Her face was in decay.

She said, “Clay, it’s time now, okay?” and she told him the edits of everything. He was only thirteen years old, he was still too young, but she said the time had come. She told him moments way back to Pepper Street, and secrets of sex and paintings. She said, “You should ask your father to draw one day.” Again, she lifted, and dropped. “Just ignore the look on his face.”

* * *


After a while she said she was hot, though.

“Can we go outside to the porch?”

It was raining, and the rain was glowing—so fine it shone through the streetlights—and they sat with their legs out straightened. They leaned against the wall. She gathered him slowly toward her.

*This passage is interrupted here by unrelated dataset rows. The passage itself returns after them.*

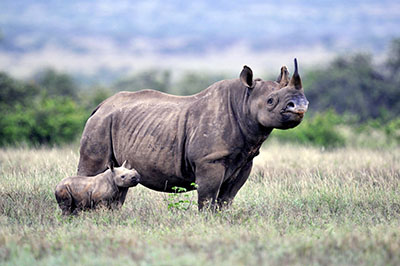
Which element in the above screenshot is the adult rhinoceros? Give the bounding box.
[77,59,308,210]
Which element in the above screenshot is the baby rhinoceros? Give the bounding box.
[55,161,140,215]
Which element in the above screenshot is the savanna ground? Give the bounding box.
[0,142,399,265]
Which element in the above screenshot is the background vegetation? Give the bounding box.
[1,38,400,148]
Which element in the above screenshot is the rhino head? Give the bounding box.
[241,58,309,130]
[108,161,141,187]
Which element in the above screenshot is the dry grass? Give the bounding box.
[0,143,399,265]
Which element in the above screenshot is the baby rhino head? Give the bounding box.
[108,161,140,187]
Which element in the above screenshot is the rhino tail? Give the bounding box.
[108,117,118,168]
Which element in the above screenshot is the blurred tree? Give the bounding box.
[79,85,113,112]
[0,72,39,108]
[304,53,399,121]
[0,98,86,146]
[175,72,227,96]
[113,70,171,93]
[386,38,400,78]
[0,71,86,146]
[33,68,79,100]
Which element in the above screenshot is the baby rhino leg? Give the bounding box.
[55,186,74,215]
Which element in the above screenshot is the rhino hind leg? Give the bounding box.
[77,116,115,176]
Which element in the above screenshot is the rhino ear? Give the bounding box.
[276,66,290,87]
[289,58,302,90]
[108,161,114,173]
[121,160,127,168]
[240,65,254,88]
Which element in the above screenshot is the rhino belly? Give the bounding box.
[112,104,195,192]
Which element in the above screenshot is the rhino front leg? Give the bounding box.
[195,163,226,211]
[109,187,129,210]
[217,161,253,209]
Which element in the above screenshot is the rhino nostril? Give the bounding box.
[287,101,295,109]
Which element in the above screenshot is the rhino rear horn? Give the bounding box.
[289,58,302,90]
[276,66,290,87]
[240,65,254,88]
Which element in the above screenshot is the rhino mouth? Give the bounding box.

She traded her life for the stories:

From Europe to the city to Featherton.

A girl named Abbey Hanley.

A book by the name of The Quarryman.

She’d taken it when she left him.

She said, “Your father once buried a typewriter, you know that?” In perfect, near-death detail. Adelle and her starchy collar—she’d called it the ol’ TW—and there was a time when they’d both traveled back there, to an old-backyard-of-a-town, and they buried the old great Remington—and it was a life, she said, it was everything. “It’s who we really are.”

* * *


By the end, the rain was even softer.

Her drip had nearly fallen.

The fourth Dunbar boy was stunned.

For how does a just-thirteen-year-old sit by and gather this up? And all of it falling at once?

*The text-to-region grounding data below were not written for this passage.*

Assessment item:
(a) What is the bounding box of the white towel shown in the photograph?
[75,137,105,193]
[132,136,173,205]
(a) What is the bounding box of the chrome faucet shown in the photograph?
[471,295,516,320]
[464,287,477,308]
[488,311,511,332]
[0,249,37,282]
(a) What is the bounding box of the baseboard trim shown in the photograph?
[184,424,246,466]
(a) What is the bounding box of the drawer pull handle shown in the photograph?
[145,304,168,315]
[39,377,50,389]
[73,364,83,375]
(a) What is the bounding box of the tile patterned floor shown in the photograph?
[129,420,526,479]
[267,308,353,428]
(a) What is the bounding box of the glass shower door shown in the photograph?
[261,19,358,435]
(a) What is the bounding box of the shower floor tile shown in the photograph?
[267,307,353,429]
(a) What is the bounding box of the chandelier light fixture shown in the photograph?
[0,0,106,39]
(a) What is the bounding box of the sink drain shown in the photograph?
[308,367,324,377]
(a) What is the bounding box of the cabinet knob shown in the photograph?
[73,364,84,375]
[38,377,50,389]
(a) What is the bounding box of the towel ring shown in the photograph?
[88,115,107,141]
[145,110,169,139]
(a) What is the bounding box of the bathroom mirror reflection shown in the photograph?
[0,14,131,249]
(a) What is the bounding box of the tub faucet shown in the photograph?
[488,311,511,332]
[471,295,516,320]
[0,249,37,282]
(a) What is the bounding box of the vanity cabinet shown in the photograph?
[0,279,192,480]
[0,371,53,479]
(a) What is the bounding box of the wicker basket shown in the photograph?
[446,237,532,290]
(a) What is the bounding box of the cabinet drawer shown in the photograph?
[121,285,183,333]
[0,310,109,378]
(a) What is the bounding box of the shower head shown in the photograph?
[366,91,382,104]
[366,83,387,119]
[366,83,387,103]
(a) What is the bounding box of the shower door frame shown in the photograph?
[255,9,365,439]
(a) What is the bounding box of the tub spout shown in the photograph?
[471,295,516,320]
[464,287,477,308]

But of course he’d understood.

He was sleepy, and also awake.

They were each like bones in pajamas that morning, and he was the only one of us—the one who loved their stories, and loved them with all his heart. It was him she fully trusted. It was him she’d imagined would go one day, and dig up the old TW. How cruel those twists of fate.

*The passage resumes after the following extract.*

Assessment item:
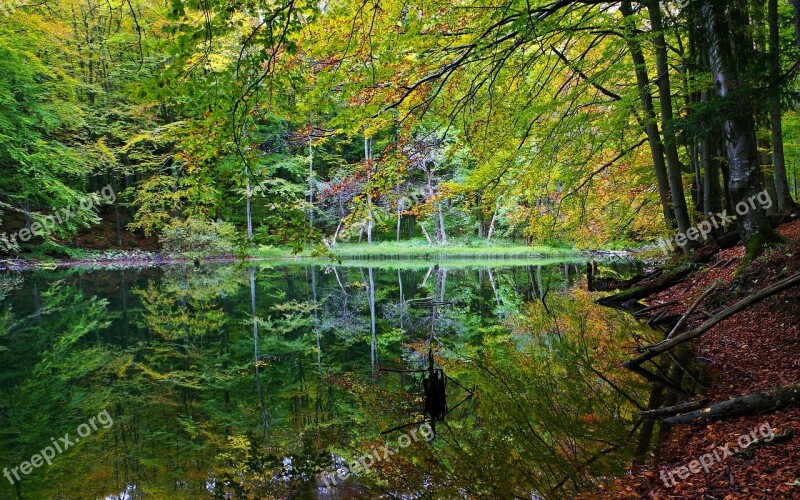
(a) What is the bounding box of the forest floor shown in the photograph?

I wonder when first he knew:

He’d give those directions to me.

* * *


First light was still half an hour away, and sometimes good fortune is real—for the wind began to change. It came shadowing sideways through to them, and held them like that on the porch. It came down and wrapped around them, and “Hey,” she said, “hey, Clay”—and Clay leaned slightly closer, to her blond and brittle face. Her eyes were sunken closed by then. “Now you tell the stories to me.”

And the boy, he could have fallen then, and bawled so hard in her lap. But all he did was ask her. “Where do I even start?”

“Wherever,” she swallowed, “you want,” and Clay stalled, then helped it through him.